Los otros se acercaron a Marklin y a Tommy, agolpándose a su alrededor. La mano izquierda de Stuart, pálida e inerme, yacía junto a ellos.

—Por el amor de Dios —dijo Tommy indignado—, que alguien le cierre los ojos.

Los miembros de la Orden se habían situado alrededor de la mesa, un ejército de compañeros de Stuart que habían acudido, debidamente enlutados, a llorarlo. ¿O no era así? Hasta Joan Cross se encontraba allí, a la cabeza de la mesa, con los brazos apoyados sobre los brazos de su silla de ruedas y observando la escena con ojos enrojecidos.

Nadie dijo una palabra. Nadie se movió. La primera fase del silencio había sido la ausencia de palabras. La segunda, la ausencia de movimiento. Todos estaban tan inmóviles que Marklin ni siquiera les oía respirar.

—¿Qué ha pasado? —preguntó Tommy.

Nadie respondió. Marklin no conseguía apartar la vista del pequeño cráneo de Stuart, cubierto por unas pocas canas. «¿Te has suicidado, loco? ¿Es eso lo que has hecho? ¿Quitarte la vida por temor a ser descubierto?»
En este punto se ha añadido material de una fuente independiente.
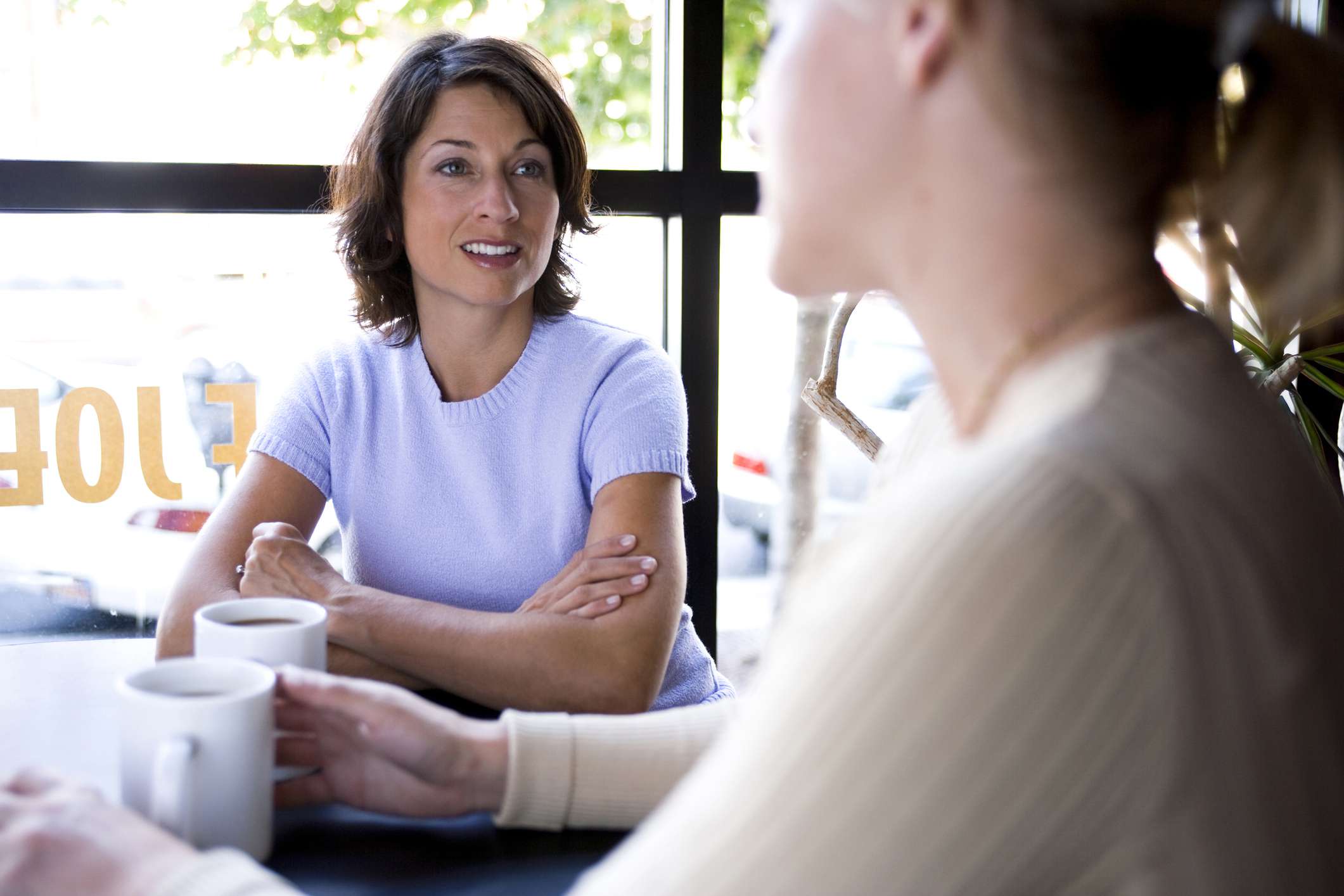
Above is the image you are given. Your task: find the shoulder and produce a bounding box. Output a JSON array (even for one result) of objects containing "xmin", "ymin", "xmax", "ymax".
[
  {"xmin": 542, "ymin": 312, "xmax": 680, "ymax": 388},
  {"xmin": 864, "ymin": 439, "xmax": 1169, "ymax": 602}
]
De pronto, Marklin se dio cuenta de que los otros no miraban a Stuart, sino a Tommy y a él.

Sintió un dolor en el pecho, como si alguien le oprimiera con fuerza la clavícula.

Marklin se volvió, desesperado, escrutando los rostros que lo rodeaban: Enzo, Harberson, Elvera y los demás, todos ellos observándolo con expresión perversa. Elvera le miró directamente a los ojos; a su lado, Timothy Hollingshed lo observaba con una implacable frialdad.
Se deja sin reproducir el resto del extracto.